Nach Art. 35 Abs. 1 BayEUG (Bayerisches Gesetz über das Erziehungs- und Unterrichtswesen) besteht für Kinder ab Vollendung des sechsten Lebensjahres die allgemeine Schulpflicht. Die Einschulung in die Grundschule ist der gesetzliche Regelfall (Art. 37 Abs. 1 Satz 1 BayEUG). Eine Zurückstellung von der Aufnahme ist nur in Ausnahmefällen zulässig, wenn zu erwarten ist, dass ein Kind erst ein Jahr später mit Erfolg am Unterricht teilnehmen kann (Art. 37 Abs. 2 Satz 1 BayEUG). Über die Aufnahme oder Zurückstellung entscheidet die Schulleiterin oder der Schulleiter (§ 2 Abs. 1 BaySchO).
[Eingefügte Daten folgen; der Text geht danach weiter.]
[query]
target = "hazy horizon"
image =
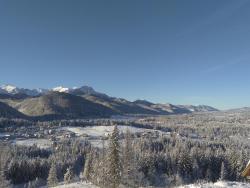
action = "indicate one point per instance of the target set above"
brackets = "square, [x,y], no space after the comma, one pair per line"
[180,52]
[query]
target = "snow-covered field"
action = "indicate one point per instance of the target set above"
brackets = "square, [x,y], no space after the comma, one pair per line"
[97,131]
[77,185]
[218,184]
[42,143]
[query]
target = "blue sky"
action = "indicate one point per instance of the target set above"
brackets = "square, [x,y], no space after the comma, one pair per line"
[177,51]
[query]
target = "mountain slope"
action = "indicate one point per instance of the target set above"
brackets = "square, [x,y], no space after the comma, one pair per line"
[62,105]
[79,102]
[9,112]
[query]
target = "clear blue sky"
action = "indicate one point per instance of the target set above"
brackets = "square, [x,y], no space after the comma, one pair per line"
[177,51]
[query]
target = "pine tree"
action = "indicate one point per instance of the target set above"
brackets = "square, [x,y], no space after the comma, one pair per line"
[114,168]
[223,172]
[129,173]
[3,182]
[87,167]
[69,175]
[52,178]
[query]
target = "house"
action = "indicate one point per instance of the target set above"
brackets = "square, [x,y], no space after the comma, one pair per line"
[246,172]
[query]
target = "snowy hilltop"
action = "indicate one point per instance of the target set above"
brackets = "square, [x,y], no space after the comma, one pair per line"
[219,184]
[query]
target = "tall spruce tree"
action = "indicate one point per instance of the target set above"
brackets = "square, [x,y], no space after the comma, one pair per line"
[69,175]
[114,168]
[52,178]
[223,171]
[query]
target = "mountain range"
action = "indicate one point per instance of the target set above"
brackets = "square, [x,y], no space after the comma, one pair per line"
[79,102]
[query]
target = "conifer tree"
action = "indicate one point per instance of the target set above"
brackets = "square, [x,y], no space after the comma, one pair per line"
[223,172]
[52,178]
[87,167]
[69,175]
[114,168]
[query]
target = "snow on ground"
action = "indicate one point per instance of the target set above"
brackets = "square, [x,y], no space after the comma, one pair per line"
[218,184]
[97,131]
[77,185]
[42,143]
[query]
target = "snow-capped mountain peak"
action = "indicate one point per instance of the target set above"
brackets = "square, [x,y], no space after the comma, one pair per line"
[10,89]
[61,89]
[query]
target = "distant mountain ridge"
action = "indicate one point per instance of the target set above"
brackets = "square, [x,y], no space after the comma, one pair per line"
[80,102]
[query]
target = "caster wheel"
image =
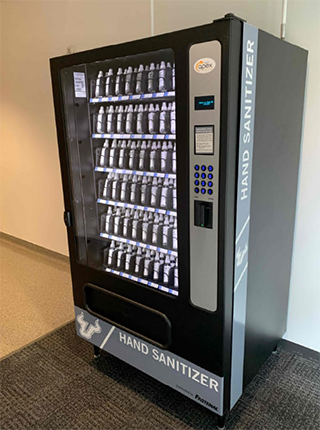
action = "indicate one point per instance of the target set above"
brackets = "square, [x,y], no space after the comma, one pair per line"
[96,352]
[221,423]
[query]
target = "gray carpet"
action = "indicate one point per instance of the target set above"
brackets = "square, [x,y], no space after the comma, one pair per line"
[55,384]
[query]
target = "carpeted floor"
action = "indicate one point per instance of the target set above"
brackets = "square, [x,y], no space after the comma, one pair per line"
[55,384]
[35,291]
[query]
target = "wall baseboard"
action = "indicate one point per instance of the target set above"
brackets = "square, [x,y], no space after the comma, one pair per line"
[33,247]
[297,349]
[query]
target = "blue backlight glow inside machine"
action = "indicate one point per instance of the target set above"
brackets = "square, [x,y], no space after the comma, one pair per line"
[204,103]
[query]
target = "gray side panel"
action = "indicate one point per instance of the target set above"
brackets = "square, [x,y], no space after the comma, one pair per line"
[281,74]
[187,378]
[247,117]
[204,241]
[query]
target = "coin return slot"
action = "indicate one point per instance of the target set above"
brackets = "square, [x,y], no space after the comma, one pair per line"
[203,214]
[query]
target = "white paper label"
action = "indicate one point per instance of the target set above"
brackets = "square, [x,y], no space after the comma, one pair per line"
[204,139]
[79,84]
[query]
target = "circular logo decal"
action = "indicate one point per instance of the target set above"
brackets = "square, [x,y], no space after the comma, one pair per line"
[204,65]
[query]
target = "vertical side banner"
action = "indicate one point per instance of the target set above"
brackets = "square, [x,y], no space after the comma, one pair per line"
[247,113]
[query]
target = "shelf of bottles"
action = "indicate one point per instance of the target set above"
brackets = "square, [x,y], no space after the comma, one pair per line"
[136,165]
[160,95]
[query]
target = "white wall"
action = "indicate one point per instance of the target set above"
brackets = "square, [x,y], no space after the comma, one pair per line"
[31,32]
[30,187]
[304,306]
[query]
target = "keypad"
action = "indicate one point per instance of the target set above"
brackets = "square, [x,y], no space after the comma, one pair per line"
[206,187]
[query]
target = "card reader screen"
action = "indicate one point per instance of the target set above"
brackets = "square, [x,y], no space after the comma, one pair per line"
[204,139]
[204,103]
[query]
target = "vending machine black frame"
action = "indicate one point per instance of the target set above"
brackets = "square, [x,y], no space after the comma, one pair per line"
[199,336]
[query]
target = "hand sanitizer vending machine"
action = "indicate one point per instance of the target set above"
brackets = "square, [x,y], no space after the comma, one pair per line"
[180,159]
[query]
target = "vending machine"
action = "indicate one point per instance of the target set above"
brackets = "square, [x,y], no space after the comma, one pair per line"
[180,158]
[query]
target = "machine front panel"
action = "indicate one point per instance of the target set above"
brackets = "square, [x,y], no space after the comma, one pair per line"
[189,379]
[204,123]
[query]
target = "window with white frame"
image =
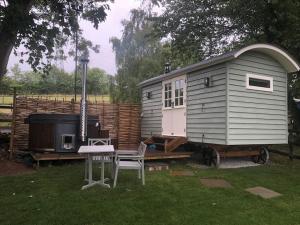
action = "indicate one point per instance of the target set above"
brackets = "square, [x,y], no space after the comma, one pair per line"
[168,95]
[258,82]
[179,84]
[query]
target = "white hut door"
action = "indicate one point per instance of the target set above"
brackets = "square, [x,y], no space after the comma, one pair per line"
[174,107]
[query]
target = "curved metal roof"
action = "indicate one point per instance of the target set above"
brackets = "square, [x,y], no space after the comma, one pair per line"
[280,55]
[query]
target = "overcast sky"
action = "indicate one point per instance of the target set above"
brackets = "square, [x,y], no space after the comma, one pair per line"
[111,27]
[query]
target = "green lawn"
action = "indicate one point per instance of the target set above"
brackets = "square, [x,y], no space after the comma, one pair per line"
[57,198]
[8,99]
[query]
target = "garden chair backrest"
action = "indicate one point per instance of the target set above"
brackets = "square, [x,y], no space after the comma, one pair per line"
[142,149]
[99,141]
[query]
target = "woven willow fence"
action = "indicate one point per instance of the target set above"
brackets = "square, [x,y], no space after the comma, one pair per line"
[122,120]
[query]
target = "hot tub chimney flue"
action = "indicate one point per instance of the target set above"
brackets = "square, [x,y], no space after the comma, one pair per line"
[83,104]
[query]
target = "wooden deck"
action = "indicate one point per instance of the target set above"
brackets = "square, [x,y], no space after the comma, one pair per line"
[168,143]
[150,155]
[156,155]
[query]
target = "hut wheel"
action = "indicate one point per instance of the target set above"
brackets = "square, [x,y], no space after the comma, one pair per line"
[263,156]
[215,158]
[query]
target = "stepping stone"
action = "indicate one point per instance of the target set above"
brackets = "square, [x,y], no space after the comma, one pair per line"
[263,192]
[198,166]
[185,173]
[215,183]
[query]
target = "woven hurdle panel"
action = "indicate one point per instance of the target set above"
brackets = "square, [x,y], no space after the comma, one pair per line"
[122,120]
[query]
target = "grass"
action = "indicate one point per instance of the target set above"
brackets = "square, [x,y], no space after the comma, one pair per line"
[8,99]
[285,148]
[57,198]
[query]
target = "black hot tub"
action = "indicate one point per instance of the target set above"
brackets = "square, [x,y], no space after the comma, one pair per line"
[57,132]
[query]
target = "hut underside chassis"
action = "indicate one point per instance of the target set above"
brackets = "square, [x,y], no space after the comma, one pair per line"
[213,153]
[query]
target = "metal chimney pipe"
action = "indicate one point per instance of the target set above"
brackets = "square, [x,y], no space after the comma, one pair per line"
[83,102]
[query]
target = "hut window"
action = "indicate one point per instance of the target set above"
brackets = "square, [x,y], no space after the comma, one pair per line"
[261,83]
[179,84]
[149,95]
[168,95]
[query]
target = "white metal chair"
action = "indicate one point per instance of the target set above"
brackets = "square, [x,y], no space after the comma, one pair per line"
[107,159]
[131,160]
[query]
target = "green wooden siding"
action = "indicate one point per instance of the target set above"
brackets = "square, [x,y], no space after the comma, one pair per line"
[206,106]
[151,108]
[256,117]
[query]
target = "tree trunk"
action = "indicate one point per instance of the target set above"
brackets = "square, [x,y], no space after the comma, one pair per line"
[10,27]
[5,50]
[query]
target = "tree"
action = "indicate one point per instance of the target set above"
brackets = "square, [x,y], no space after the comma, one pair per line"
[97,82]
[138,56]
[204,28]
[39,24]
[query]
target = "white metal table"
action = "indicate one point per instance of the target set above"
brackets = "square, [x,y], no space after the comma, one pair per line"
[92,150]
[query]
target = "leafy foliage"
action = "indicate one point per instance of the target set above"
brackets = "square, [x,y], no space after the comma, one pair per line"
[39,25]
[203,28]
[57,81]
[138,56]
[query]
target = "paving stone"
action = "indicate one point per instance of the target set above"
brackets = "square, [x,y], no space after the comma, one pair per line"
[185,173]
[215,183]
[198,166]
[263,192]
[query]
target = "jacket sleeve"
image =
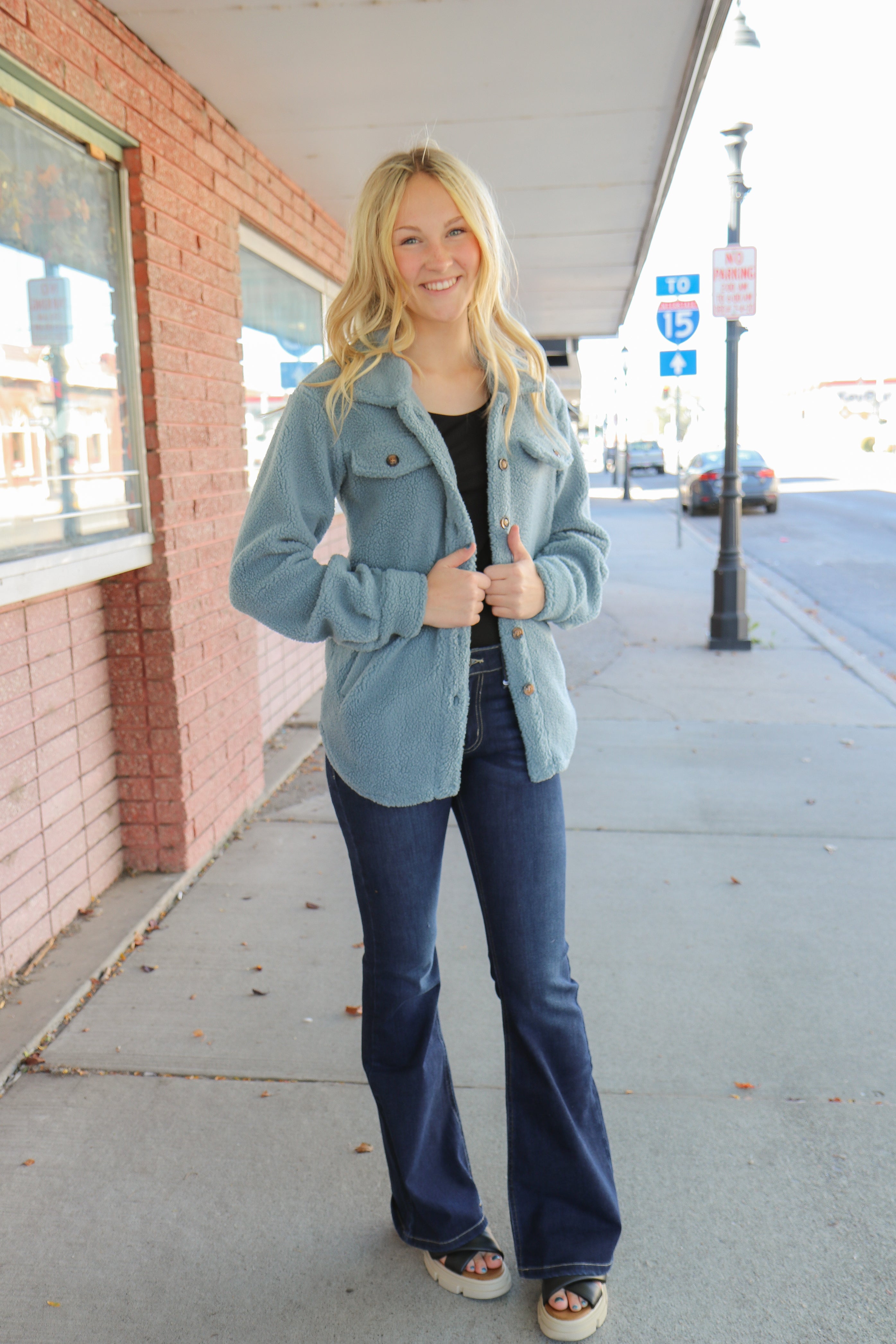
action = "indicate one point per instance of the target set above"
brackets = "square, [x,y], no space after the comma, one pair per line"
[274,576]
[573,564]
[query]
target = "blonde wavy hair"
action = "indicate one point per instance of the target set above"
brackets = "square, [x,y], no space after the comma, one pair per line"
[369,316]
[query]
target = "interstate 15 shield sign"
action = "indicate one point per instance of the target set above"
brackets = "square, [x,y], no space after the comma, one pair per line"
[678,319]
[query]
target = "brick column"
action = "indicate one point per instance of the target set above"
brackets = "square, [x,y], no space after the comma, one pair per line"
[182,662]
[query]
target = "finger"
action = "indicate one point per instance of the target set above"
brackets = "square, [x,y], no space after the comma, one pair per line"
[515,543]
[457,557]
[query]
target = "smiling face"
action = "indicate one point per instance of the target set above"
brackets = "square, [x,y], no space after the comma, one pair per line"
[437,255]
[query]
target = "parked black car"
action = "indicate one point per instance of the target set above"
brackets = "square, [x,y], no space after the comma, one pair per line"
[643,456]
[702,482]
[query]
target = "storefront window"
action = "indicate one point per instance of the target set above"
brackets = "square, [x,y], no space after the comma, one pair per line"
[283,342]
[68,467]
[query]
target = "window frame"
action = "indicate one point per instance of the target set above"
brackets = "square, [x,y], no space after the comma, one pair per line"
[54,572]
[279,256]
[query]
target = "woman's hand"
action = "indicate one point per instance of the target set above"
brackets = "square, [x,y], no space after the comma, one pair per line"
[455,596]
[516,589]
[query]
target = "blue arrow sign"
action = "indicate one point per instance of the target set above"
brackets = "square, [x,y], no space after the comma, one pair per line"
[671,285]
[678,319]
[678,363]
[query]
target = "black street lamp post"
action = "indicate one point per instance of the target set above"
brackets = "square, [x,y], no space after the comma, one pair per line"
[627,479]
[729,621]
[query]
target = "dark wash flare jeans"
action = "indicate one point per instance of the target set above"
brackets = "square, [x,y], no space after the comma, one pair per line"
[562,1195]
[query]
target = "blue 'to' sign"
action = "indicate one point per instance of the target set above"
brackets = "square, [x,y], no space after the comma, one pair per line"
[678,319]
[671,287]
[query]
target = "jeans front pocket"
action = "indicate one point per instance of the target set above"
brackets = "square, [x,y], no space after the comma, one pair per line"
[475,715]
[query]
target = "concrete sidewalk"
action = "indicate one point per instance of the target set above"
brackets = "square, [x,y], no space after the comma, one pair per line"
[195,1174]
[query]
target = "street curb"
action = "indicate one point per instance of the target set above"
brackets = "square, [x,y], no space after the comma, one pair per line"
[175,893]
[844,652]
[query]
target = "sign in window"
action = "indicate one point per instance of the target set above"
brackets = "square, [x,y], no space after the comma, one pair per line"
[283,343]
[69,475]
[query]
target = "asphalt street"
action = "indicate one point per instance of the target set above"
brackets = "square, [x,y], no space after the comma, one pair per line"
[831,546]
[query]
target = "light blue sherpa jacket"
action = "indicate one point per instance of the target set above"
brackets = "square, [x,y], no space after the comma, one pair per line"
[396,702]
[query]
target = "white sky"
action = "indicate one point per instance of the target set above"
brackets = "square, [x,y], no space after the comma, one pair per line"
[821,163]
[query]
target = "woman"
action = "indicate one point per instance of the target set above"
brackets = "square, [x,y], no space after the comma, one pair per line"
[467,502]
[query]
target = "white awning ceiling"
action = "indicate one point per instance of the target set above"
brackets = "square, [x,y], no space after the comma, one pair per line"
[574,111]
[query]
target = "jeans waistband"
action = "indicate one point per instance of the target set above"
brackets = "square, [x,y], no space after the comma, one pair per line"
[487,660]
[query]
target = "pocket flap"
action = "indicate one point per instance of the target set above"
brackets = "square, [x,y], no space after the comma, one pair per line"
[544,448]
[390,456]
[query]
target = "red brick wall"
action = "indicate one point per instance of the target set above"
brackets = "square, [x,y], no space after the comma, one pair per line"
[182,663]
[60,834]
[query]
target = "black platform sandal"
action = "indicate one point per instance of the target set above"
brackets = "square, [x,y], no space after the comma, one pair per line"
[452,1276]
[569,1324]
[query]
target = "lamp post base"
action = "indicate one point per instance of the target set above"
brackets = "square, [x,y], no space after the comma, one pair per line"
[737,646]
[729,621]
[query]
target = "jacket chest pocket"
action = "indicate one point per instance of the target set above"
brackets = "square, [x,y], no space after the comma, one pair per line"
[543,448]
[389,459]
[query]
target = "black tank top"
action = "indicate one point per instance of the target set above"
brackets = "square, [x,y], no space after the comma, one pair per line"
[465,440]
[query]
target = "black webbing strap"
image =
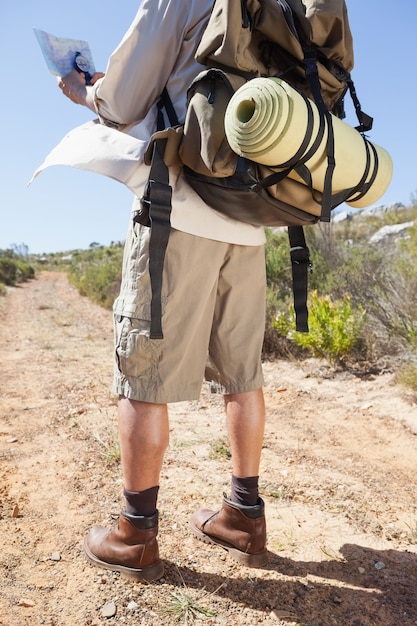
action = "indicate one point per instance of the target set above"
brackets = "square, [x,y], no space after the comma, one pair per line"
[157,200]
[300,265]
[155,212]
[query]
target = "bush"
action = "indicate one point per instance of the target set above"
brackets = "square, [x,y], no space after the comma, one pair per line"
[96,273]
[15,270]
[335,327]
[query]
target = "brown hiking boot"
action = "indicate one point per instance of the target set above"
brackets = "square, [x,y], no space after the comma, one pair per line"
[241,530]
[131,548]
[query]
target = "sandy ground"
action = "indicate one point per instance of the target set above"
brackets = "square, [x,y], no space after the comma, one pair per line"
[338,479]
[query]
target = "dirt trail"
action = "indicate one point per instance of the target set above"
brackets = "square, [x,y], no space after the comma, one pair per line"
[338,479]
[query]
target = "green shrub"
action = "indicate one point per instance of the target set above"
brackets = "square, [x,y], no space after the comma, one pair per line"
[335,327]
[15,270]
[96,273]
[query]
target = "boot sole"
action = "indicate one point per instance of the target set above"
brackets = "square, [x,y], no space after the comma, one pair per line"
[148,574]
[250,560]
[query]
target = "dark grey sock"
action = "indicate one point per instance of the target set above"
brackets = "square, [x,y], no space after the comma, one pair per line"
[245,490]
[141,502]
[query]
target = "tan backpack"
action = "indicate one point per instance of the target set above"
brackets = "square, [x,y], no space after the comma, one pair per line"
[309,45]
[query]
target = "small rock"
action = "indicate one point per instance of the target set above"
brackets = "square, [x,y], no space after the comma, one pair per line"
[26,602]
[109,609]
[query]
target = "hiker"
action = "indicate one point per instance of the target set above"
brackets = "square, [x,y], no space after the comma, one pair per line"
[213,305]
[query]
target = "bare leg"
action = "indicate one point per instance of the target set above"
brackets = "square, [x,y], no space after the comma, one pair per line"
[144,436]
[246,424]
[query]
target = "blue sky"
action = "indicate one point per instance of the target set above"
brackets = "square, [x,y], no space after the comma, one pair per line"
[66,208]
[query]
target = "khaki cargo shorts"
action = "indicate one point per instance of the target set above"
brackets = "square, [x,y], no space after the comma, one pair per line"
[213,312]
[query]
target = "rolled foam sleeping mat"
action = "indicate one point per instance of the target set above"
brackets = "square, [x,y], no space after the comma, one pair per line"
[267,121]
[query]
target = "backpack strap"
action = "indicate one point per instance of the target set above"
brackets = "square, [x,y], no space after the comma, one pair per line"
[155,212]
[300,265]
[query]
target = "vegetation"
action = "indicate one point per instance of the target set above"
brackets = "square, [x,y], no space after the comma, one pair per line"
[14,269]
[362,296]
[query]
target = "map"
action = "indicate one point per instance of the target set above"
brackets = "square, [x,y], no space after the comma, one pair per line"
[60,52]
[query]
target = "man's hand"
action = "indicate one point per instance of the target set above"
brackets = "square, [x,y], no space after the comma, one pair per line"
[73,86]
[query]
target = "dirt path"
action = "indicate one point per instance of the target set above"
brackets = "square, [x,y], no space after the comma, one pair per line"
[338,478]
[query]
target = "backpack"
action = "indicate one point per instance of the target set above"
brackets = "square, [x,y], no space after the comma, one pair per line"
[309,44]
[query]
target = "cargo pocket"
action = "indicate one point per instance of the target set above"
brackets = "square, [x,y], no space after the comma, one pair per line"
[136,354]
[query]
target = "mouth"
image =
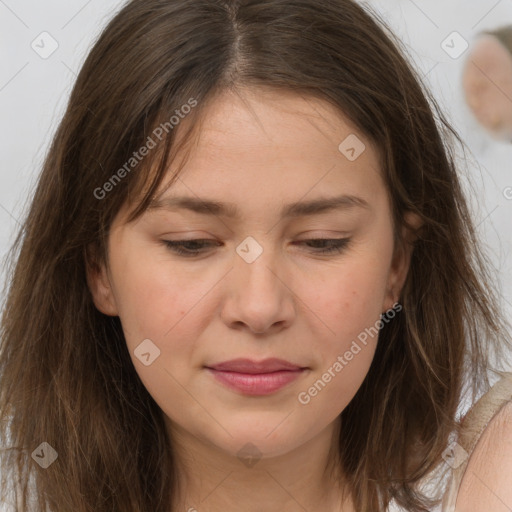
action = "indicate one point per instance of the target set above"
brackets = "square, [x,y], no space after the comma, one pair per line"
[256,378]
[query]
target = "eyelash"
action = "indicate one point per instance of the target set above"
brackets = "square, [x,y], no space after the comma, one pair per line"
[337,246]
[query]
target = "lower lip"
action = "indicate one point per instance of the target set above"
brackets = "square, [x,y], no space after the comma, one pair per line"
[256,384]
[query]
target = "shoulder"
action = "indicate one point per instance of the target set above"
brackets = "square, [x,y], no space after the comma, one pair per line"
[487,481]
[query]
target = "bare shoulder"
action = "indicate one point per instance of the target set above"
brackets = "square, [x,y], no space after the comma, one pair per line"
[487,482]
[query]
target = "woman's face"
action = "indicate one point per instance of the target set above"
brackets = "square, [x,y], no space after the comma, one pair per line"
[258,288]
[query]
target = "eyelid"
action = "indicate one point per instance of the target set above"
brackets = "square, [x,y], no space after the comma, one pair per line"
[337,245]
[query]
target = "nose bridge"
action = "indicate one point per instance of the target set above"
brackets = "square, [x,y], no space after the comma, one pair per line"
[259,298]
[255,269]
Die Schulfähigkeit ist dabei nicht allein an kognitiven Fähigkeiten zu messen, sondern umfasst auch körperliche, emotionale, soziale und psychische Aspekte. Maßgeblich ist eine pädagogische Prognose über die Erfolgsaussichten des Kindes im Hinblick auf eine erfolgreiche Teilnahme am Unterricht. Kriterien sind unter anderem Motivation, Konzentrationsfähigkeit, Ausdauer, Frustrationstoleranz, Sozialverhalten sowie sprachliche und motorische Fähigkeiten. Diese Einschätzung eröffnet der Schule einen pädagogischen Beurteilungsspielraum, der gerichtlich nur eingeschränkt überprüfbar ist. Eine gerichtliche Kontrolle findet lediglich dahingehend statt, ob wesentliche Verfahrensvorschriften verletzt wurden, ob sachfremde Erwägungen eingeflossen sind oder ob die Entscheidung willkürlich erscheint (vgl. OVG Nordrhein-Westfalen, 10.08.2006 - Az: 19 B 1513/06; VG Bayreuth, 11.09.2015 - Az: 3 E 15.582).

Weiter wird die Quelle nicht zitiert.